For most of us, chickpeas (a.k.a. ceci or garbanzo beans) come in two forms: canned or hummus. Folks with a penchant for long, slow simmers will also recognize dried chickpeas, the form that most resembles a tiny, winkled brain. (Soaked and simmered, they’re much better than the canned version; make a big pot, freeze 1- or 2-cup portions in their cooking liquid, and you’re set.)

Fresh chickpeas are less common, even here in what a fellow food blogger referred to as “the land of eternal produce.”

What Do Green Chickpeas Taste Like?

In their pods, fresh chickpeas look like miniature edamame, plump and slightly fuzzy. The pods are inedible, but it’s easy enough to pop them open. The beans within — bright green, nestled one or two to a pod — look sort of like tiny green brains, and sort of like anatomical hearts, and even, if you squint a little and use your imagination, like chicks. Sort of.

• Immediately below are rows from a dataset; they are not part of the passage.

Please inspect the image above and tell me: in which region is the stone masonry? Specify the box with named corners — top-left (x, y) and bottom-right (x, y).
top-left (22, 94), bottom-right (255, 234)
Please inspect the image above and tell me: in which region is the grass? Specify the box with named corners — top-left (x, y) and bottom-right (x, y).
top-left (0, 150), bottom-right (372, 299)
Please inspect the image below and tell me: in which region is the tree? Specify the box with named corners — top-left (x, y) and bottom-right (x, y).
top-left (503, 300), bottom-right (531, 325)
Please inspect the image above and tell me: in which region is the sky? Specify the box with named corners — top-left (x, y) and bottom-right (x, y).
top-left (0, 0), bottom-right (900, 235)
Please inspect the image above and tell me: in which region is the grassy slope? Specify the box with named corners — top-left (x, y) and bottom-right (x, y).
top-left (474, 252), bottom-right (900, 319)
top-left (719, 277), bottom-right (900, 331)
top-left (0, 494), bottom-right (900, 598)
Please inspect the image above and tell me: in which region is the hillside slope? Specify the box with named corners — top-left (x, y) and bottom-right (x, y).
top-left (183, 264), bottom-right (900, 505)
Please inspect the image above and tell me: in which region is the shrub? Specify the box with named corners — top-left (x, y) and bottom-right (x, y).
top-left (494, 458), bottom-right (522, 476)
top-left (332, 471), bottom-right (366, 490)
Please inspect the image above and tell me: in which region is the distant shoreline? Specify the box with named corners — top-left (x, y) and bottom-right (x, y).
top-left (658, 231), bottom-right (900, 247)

Straight from the pod, fresh raw chickpeas taste a lot like fresh green peas. Or, as a visiting friend said upon tasting her first one, “It tastes like spring.” Even the kids liked them — we tried them as our new food for this week.

I can’t actually tell you what they taste like cooked, because we ate all of ours raw, standing at the kitchen island. But according to the internet, the best way to cook fresh chickpeas is to leave them in their pods, toss them with a little oil, and then toast them in a hot pan for a few minutes, until the pods start to blister and blacken in spots.

Remove them from the heat, sprinkle them with some salt (and, if you like, some chile powder and cumin or whatever spices you’re into these days), and eat them with your fingers. The nice thing about this is that it makes your guests shell the beans themselves, saving you the trouble.